Dans une perspective évolutionniste, l'usage des cosmétiques est étroitement lié à la procréation. «Le plus souvent, on cherche à exagérer des traits considérés comme féminins ou masculins dans un but de se montrer plus jeunes et donc plus féconds. L'usage d'eyeliners noirs contrastent avec la blancheur de la rétine, signe de jeunesse. La rhétorique est la même avec le rallongement des cils: on montre qu'on est en bonne santé», continue la professeure de marketing. Selon certaines études, l'usage de rouges à lèvres est lui aussi loin d'être anodin. Chez nos ancêtres, les lèvres et les parties génitales des femmes gonflaient et rougissaient pour signaler qu'elles étaient fécondes. Comme c'est le cas pour de nombreux primates.

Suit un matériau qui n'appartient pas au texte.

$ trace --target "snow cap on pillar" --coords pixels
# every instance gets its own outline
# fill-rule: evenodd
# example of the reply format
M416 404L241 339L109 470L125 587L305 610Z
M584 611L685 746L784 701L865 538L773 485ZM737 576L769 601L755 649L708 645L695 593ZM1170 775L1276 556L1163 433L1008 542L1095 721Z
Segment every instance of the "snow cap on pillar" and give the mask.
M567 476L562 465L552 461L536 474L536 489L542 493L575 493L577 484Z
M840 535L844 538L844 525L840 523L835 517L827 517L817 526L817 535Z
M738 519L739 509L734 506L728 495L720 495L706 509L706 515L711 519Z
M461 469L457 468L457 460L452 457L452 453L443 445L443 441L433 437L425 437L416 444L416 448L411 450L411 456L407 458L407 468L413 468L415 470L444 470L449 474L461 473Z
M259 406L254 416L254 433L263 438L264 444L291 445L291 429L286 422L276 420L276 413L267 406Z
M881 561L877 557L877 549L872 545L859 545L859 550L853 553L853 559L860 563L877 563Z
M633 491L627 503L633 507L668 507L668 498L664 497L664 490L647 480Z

Le confinement et le masque ont beau avoir fait chuter les ventes de mascaras, crèmes, eyeliners et autres rouges à lèvres, le maquillage reste incontournable. Christophe Masson n'est pas inquiet: «Je pense que prendre soin de soi est un besoin fondamental de l'humanité. Ce n'est pas une invention industrielle.» Sylvie Borau fait aussi le pari qu'il aura toujours une place dans le monde d'après. «La raison sociale du maquillage fait qu'il ne disparaîtra pas. Au contraire. Plus une société est compétitive, plus il faut se différencier.»